Turkish President Recep Tayyip Erdogan assured this Friday that his Russian counterpart, Vladimir Putin, agrees to extend the Black Sea Grains Agreement, the current extension ends next Monday.
“We are preparing to receive Putin in August and we agree on the extension of the Black Sea grain agreement,” which will allow Ukraine to export its production, Erdogan said in a remark at the end of Friday prayers (the day that sacred to Muslims).
The Turkish head of state said he had spoken with his Russian counterpart, but did not specify when the talk with Putin took place.
The current extension of the agreement, signed in Istanbul in the summer of 2022 by Ukraine and Russia brokered by the UN and Turkey, ends on July 17. In addition to Ukrainian grains, the document also covered exports of Russian fertilizers and food products.
While it has not been destructive in this regard, Russia has signaled it repeatedly does not intend the so-called Citizens’ Grains from the Black Seaclaim that on the one hand it has become a commercial rather than a humanitarian pact and, on the other hand, the Russian memorandum remains unfulfilled.
Moscow has contested barriers to the export of fertilizers and food productsclaiming to be agricultural sector is damaged by sanctions imposed by the West after the invasion of Ukraine in February 2022.
In the countdown to another renewal of the agreement, UN Secretary-General António Guterres this week sent a letter to Putin proposing to facilitate Russian exports of food and fertilizers and Ukrainian grains.
“I hope that with this letter we can secure the renewal of the grain agreement, with our joint efforts and the efforts of Russia,” Erdogan said, referring to Guterres’s letter.

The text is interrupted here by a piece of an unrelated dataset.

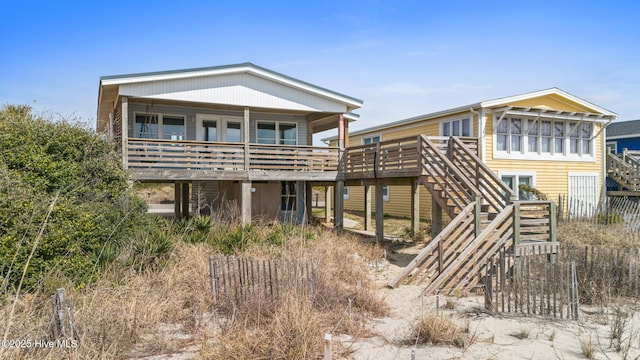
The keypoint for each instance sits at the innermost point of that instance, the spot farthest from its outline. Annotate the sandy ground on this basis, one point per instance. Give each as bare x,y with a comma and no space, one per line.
491,336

Putin is still not announcing a final decision with a few days to go before the end of the deal, which expires at midnight on Monday in Istanbul (10 p.m. in Lisbon).

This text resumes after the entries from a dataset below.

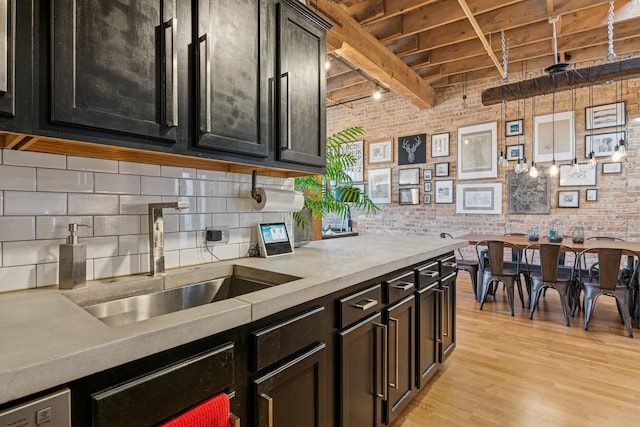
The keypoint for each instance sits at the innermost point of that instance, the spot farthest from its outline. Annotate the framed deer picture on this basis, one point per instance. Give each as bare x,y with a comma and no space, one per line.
412,149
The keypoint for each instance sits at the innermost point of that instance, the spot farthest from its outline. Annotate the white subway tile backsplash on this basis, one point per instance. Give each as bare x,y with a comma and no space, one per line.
30,252
91,164
17,178
65,181
137,204
116,266
160,186
14,228
57,227
34,159
114,183
17,278
116,225
31,203
132,168
93,204
177,172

On Thursday, Putin indicated that “not one” of the Russian requests had been considered so far.
“Let’s think about what to do, we still have a few days,” he added.
To convince the Russian leadership, Guterres plans to remove obstacles to Russia’s fertilizer exports — another part of the July 2022 deal that Moscow says has not been respected — by “removing obstacles to financial transactions from the Agricultural Bank of Russia.”
The letter addressed to Putin and the grain deal were at the center of a two-day meeting between the UN chief and the European Union (EU), which ends this Friday in the suburbs of Brussels.
According to United Nations data, nearly 33 million tons of grain have been shipped from the ports of southern Ukraine since the agreement came into force.